The wild enthusiasm spread, sweeping the entire front. Once twenty-five thousand before dawn, then eighteen thousand, now barely sixteen thousand, they began to race forward, a tidal wave, officers caught up in the maelstrom, flags of regiments mingling together, an ocean of armed men bent on victory.

At the barricades, in the ruined houses facing the charge, in the field west of town, Banks's men, tough fighters all, regardless of their dandy leader, saw it coming. They were nearly all from the West and had never known defeat. Or when defeated, they had believed in their hearts it was but a setback of the moment, and tomorrow would set it right.

This was tomorrow. Stand here and it is over. Run and you might live, but run here and there will be another tomorrow in which you will have to face it again or, worse, live out your life wishing you had stood but a few minutes longer.
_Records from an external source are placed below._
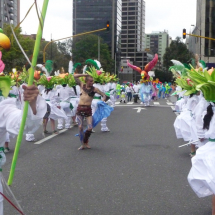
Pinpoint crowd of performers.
[0,55,117,214]
[170,55,215,215]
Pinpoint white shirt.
[133,84,140,93]
[125,86,132,93]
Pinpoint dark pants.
[127,92,132,102]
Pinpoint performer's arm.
[22,85,39,115]
[94,87,107,101]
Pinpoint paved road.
[3,100,211,215]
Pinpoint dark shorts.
[76,105,92,117]
[43,104,51,119]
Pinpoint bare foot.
[78,145,85,150]
[84,143,91,149]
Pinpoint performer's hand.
[22,85,39,115]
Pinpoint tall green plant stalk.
[8,0,49,185]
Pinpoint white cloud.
[145,0,196,39]
[20,0,196,40]
[20,0,72,40]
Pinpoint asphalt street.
[3,100,211,215]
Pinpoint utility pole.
[98,35,100,61]
[51,34,52,60]
[111,0,115,60]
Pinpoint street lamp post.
[191,25,202,60]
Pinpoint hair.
[45,87,53,94]
[72,86,77,96]
[60,67,65,74]
[203,104,214,130]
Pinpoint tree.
[155,69,173,83]
[163,37,193,70]
[72,34,114,72]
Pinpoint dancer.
[74,74,106,150]
[39,75,67,134]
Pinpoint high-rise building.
[120,0,147,81]
[188,0,215,63]
[0,0,20,28]
[146,31,170,67]
[73,0,122,62]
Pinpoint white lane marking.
[167,102,173,105]
[34,128,68,144]
[133,107,146,113]
[115,104,171,107]
[154,102,160,105]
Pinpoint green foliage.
[38,75,57,89]
[163,37,194,69]
[56,74,76,87]
[72,34,114,72]
[2,24,72,73]
[155,70,173,83]
[2,24,34,73]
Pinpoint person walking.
[125,84,133,102]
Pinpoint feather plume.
[171,60,183,66]
[85,59,100,70]
[94,59,102,69]
[144,54,158,72]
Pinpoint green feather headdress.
[85,59,100,70]
[45,60,53,74]
[72,63,81,74]
[175,77,197,96]
[0,76,12,98]
[86,67,103,83]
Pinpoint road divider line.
[154,102,160,105]
[34,128,68,145]
[167,102,173,105]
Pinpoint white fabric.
[188,141,215,198]
[91,84,109,131]
[133,84,140,93]
[42,89,67,120]
[125,86,133,93]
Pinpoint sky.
[20,0,196,40]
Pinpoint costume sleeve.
[50,90,60,106]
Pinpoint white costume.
[188,107,215,197]
[70,85,80,119]
[91,83,110,131]
[42,89,67,120]
[57,86,74,129]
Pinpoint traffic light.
[106,21,110,31]
[183,28,187,39]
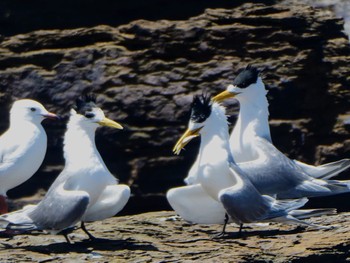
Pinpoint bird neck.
[200,104,233,163]
[64,118,104,167]
[9,115,44,133]
[230,83,271,162]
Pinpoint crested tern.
[213,66,350,179]
[0,99,58,214]
[0,95,130,242]
[172,96,334,235]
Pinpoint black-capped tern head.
[10,99,59,123]
[72,94,123,129]
[173,95,212,154]
[212,65,261,103]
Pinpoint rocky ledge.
[0,212,350,263]
[0,1,350,214]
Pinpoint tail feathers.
[327,180,350,194]
[274,214,333,229]
[265,196,309,213]
[0,206,36,231]
[293,159,350,180]
[289,208,337,219]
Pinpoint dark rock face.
[0,3,350,210]
[0,211,350,263]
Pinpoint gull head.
[71,94,123,129]
[212,65,265,103]
[173,95,212,154]
[10,99,58,124]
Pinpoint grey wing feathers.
[293,159,350,179]
[219,163,271,223]
[29,191,89,230]
[0,188,89,232]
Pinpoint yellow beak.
[98,118,123,130]
[173,127,203,155]
[211,90,239,103]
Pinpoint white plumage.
[0,97,130,240]
[168,97,334,233]
[0,99,57,214]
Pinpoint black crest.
[74,94,97,115]
[191,95,211,123]
[232,65,259,89]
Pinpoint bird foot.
[0,195,8,215]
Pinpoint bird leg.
[212,213,229,238]
[62,232,72,245]
[237,223,243,237]
[0,195,8,215]
[80,221,96,240]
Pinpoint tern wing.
[239,138,331,198]
[219,163,307,223]
[293,159,350,182]
[0,169,89,232]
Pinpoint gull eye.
[85,113,95,119]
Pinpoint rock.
[0,211,350,262]
[0,1,350,213]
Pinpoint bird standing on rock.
[213,65,350,179]
[0,99,58,214]
[173,96,335,235]
[0,95,130,242]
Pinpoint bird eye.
[85,113,95,119]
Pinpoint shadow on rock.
[13,238,158,254]
[197,226,312,241]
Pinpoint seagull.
[213,65,350,179]
[173,96,334,233]
[0,99,58,214]
[0,95,130,243]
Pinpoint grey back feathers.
[232,65,259,89]
[191,94,212,123]
[74,94,97,118]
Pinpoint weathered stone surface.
[0,212,350,263]
[0,3,350,214]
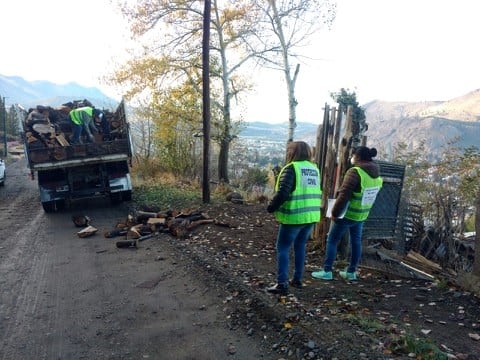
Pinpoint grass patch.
[389,334,448,360]
[348,315,385,333]
[133,183,202,211]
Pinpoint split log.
[77,226,97,238]
[32,124,55,137]
[127,224,152,239]
[72,215,90,227]
[55,134,70,146]
[103,228,128,238]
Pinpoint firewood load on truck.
[23,100,132,212]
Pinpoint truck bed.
[23,101,132,172]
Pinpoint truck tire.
[110,192,122,205]
[42,200,65,213]
[122,190,132,201]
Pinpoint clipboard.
[325,199,349,219]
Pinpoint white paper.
[325,199,348,219]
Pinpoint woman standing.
[267,141,322,294]
[312,146,383,280]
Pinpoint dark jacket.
[267,164,296,213]
[332,161,380,218]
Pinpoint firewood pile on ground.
[72,210,233,248]
[23,99,123,162]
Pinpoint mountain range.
[0,75,480,158]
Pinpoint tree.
[473,190,480,276]
[113,0,257,183]
[396,143,480,268]
[330,88,368,147]
[255,0,336,142]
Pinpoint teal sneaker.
[312,270,333,280]
[339,271,358,281]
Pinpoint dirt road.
[0,160,273,360]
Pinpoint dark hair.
[286,141,312,164]
[353,146,377,161]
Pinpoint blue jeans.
[277,223,314,284]
[323,219,364,272]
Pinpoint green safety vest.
[275,160,322,225]
[344,166,383,221]
[70,106,93,125]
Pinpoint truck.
[22,99,132,213]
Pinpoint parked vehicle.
[23,100,132,212]
[0,159,5,186]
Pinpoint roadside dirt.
[0,162,480,359]
[169,203,480,359]
[0,161,276,360]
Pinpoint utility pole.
[2,96,7,158]
[202,0,212,203]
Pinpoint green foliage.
[348,315,385,333]
[330,88,366,122]
[133,182,202,210]
[238,167,269,190]
[389,334,448,360]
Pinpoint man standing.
[267,141,322,295]
[312,146,383,281]
[69,106,98,145]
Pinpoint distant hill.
[0,75,118,109]
[363,90,480,158]
[0,75,480,159]
[240,89,480,160]
[240,121,318,142]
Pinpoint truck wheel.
[42,200,65,213]
[42,201,55,213]
[122,190,132,201]
[110,192,122,205]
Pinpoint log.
[32,124,55,135]
[77,225,97,238]
[55,134,70,146]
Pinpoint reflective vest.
[275,161,322,225]
[70,106,93,125]
[344,166,383,221]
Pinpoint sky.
[0,0,480,123]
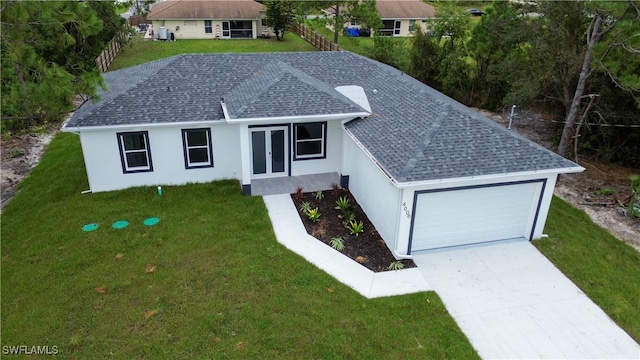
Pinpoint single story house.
[147,0,266,40]
[323,0,436,36]
[376,0,436,36]
[62,52,584,258]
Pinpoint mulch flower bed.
[291,186,416,272]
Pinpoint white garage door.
[410,181,544,252]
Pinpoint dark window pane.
[189,148,209,163]
[251,131,267,174]
[127,151,149,168]
[122,134,146,150]
[297,141,322,156]
[296,124,323,140]
[187,130,207,146]
[271,130,285,172]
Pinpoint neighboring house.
[324,0,436,36]
[376,0,436,36]
[63,52,584,257]
[147,0,266,39]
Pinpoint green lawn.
[1,133,477,359]
[109,32,317,71]
[533,198,640,342]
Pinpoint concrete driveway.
[414,241,640,359]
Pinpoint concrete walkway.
[264,195,640,359]
[263,194,431,299]
[414,241,640,359]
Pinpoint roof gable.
[65,51,580,183]
[222,61,366,118]
[147,0,265,20]
[376,0,436,19]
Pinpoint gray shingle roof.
[223,61,366,119]
[67,52,578,182]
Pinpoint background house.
[323,0,436,36]
[63,51,584,257]
[376,0,436,36]
[147,0,265,39]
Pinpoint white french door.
[249,126,289,179]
Officers, some behind, but many now stepping out in front of the men, shouted and pleaded, 'Hold, boys! You got to hold! Reload, let 'em get close. Reload!'

Several flag bearers stepped out of the ranks, holding tattered standards aloft, shouting for the men to stay with them, to not leave the colors, and the ranks surged forward a few feet to rally round those colors.

Ramrods were worked down fouled barrels, rifles then raised, some fixing bayonets.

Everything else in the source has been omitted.